The commemorations are generally viewed with distrust by Russia which officially denies the Holodomor as ethnic genocide, and it is likely the commemorations will do little to ease tensions between the two nations.
Earlier this year the Russian state Duma passed a resolution on the subject of the Holodomor saying it should not be considered genocide.
"There is no historical proof that the famine was organised along ethnic lines. Its victims were millions of citizens of the Soviet Union, representing different peoples and nationalities living largely in agricultural areas of the country," the resolution said.
Meanwhile vice-speaker of the Duma, Lyubov Sliska, when asked in Kiev when Russia would apologise for its part in repressions and famines in Ukraine replied: "Why always insist that Russia apologise for everything? The people whose policies brought suffering not only to Ukraine, but to Russia, Belarus, peoples of the Caucasus, and Crimean Tatars, remain only in history textbooks, secret documents and minutes of meetings."
Many Ukrainians believe Russia contests their assertions that the famine was genocide, because other ethnic groups also suffered and as the Soviet Union's legal successor, Russia is concerned about the possibility of legal action or having to pay reparations.
The final report of the International Commission of Inquiry Into the 193233 Famine in Ukraine, delivered to the UN under secretary for human rights in Geneva in 1990 stated the famine in Ukraine was genocide.
But at time the commission was unable to confirm the existence of a preconceived plan to organise a famine in the Ukraine, in order to ensure the success of Moscow policies.
According to the Aegis Trust however, a UK-based international genocide prevention organisation, the Holodomor involved Soviet confiscation of grain and other foodstuffs from most of rural Ukraine, combined with border closures which prevented the starving from fleeing to find food and stopped international aid from reaching them.
In 1933, the lawyer Raphael Lemkin urged the League of Nations to recognise such mass atrocities against a particular group as an international crime.
He was ignored until a few years later when the Nazi regime murdered six million Jews, including Lemkin's own family.
In 1943, Lemkin created the new word genocide in order to describe such mass killing. He also proposed the United Nations Convention on the Prevention and Punishment of the Crime of Genocide, approved in 1948.
The first draft of the Convention included political groups as well as those defined by nationality, ethnicity, race or religion, but following objections from the Soviet Union and several other countries, political groups were left out.
Some like the Aegis Trust argue the motivation for Soviet policy to bring about mass starvation in the Ukraine was the destruction of Ukrainian nationalism.
Lemkin himself described the Holodomor as "perhaps the classic example of Soviet genocide, its longest and broadest experiment in Russification - the destruction of the Ukrainian nation."

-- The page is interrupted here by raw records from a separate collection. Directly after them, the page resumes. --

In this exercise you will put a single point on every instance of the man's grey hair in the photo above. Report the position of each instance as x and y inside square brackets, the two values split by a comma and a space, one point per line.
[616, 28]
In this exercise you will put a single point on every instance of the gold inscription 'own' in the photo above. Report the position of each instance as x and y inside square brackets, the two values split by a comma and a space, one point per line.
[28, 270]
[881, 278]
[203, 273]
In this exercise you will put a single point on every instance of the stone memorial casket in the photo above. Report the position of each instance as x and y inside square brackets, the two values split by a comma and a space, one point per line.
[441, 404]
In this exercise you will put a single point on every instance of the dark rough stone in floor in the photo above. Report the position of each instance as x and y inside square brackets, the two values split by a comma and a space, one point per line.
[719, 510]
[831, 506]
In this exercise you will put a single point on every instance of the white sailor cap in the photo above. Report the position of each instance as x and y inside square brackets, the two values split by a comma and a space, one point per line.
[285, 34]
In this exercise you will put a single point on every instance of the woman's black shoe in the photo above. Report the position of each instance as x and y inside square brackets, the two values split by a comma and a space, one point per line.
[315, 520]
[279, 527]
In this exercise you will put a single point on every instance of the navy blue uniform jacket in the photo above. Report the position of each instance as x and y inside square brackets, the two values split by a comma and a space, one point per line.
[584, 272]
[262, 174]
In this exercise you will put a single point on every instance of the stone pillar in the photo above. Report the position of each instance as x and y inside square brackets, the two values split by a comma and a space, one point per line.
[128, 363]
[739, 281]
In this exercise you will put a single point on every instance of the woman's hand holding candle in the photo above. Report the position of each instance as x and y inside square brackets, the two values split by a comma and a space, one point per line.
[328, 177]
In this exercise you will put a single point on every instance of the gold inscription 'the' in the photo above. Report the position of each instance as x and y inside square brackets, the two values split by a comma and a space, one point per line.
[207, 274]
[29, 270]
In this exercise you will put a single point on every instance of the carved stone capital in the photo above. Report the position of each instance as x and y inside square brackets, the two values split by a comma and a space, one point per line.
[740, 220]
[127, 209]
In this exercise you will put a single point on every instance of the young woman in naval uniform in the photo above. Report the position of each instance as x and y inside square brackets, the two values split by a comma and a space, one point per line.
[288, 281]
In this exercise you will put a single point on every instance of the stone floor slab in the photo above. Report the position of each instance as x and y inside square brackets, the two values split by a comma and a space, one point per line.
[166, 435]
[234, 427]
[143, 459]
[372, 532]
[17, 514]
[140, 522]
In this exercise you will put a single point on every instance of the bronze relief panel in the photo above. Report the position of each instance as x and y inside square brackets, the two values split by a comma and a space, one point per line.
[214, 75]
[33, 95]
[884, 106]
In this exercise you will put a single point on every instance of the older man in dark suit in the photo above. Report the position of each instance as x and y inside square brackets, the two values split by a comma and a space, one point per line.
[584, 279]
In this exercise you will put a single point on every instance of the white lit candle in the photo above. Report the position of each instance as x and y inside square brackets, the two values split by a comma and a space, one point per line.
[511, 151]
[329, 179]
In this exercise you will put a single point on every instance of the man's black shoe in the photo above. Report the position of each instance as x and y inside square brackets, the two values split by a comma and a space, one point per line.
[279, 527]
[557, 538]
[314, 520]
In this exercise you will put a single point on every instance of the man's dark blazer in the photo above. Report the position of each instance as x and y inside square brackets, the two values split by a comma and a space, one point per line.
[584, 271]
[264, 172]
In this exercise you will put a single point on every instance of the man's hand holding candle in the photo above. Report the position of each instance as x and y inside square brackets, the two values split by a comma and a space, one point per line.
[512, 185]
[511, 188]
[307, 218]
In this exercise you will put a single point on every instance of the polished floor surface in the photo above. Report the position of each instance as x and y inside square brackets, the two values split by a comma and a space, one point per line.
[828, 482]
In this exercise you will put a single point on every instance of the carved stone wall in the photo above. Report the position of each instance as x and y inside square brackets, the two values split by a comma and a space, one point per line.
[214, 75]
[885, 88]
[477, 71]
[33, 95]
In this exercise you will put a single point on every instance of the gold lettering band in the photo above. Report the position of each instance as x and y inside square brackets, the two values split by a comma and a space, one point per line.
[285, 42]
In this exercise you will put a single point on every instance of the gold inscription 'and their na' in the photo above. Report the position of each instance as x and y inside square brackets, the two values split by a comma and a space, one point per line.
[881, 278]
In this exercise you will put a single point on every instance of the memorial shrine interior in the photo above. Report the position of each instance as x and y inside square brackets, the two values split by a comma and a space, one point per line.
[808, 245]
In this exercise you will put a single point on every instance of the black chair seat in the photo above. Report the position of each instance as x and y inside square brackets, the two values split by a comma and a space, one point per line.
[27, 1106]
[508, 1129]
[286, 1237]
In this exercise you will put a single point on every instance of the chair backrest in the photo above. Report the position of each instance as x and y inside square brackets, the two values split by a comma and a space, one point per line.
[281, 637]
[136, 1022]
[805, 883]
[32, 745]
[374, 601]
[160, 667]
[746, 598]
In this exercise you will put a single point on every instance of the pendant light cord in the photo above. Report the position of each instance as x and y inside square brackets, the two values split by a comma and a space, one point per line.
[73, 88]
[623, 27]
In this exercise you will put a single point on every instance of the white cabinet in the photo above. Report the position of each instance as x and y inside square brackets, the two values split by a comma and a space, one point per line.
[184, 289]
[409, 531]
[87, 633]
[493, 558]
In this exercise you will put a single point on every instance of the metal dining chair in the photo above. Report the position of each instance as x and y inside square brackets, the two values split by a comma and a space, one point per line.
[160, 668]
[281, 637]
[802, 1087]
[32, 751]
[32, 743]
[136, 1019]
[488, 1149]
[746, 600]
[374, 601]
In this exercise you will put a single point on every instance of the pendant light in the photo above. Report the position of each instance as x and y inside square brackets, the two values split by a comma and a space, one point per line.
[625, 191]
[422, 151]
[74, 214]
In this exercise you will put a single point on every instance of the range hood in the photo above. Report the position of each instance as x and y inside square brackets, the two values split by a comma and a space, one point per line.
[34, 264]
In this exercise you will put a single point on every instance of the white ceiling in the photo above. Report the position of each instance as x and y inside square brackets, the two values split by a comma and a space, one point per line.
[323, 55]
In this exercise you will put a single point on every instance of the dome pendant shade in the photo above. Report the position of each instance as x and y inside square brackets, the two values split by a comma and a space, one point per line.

Regrettably, the debate over whether or not the Holodomor constitutes genocide often becomes overlaid with political considerations and continues to distract governments and policy makers around the world from simply honouring the memory of its victims - and from reflecting on the lessons it holds for a world in which genocide continues.
On October 23rd, 2008, the European Parliament passed its own resolution which called the Holodomor "an appalling crime against the Ukrainian people, and against humanity" that was "cynically and cruelly planned by Stalin's regime in order to force through the Soviet Union's policy of collectivization of agriculture".
But the resolution stopped short of calling the famine an act of genocide.
Meanwhile two years ago the Ukrainian parliament passed a bill, describing the Soviet-era forced famine as an act of genocide against the Ukrainian people.
And in 2007 president Viktor Yushchenko proposed a law criminalising the denial of the Holodomor. That law has still not been voted on by the country's parliament.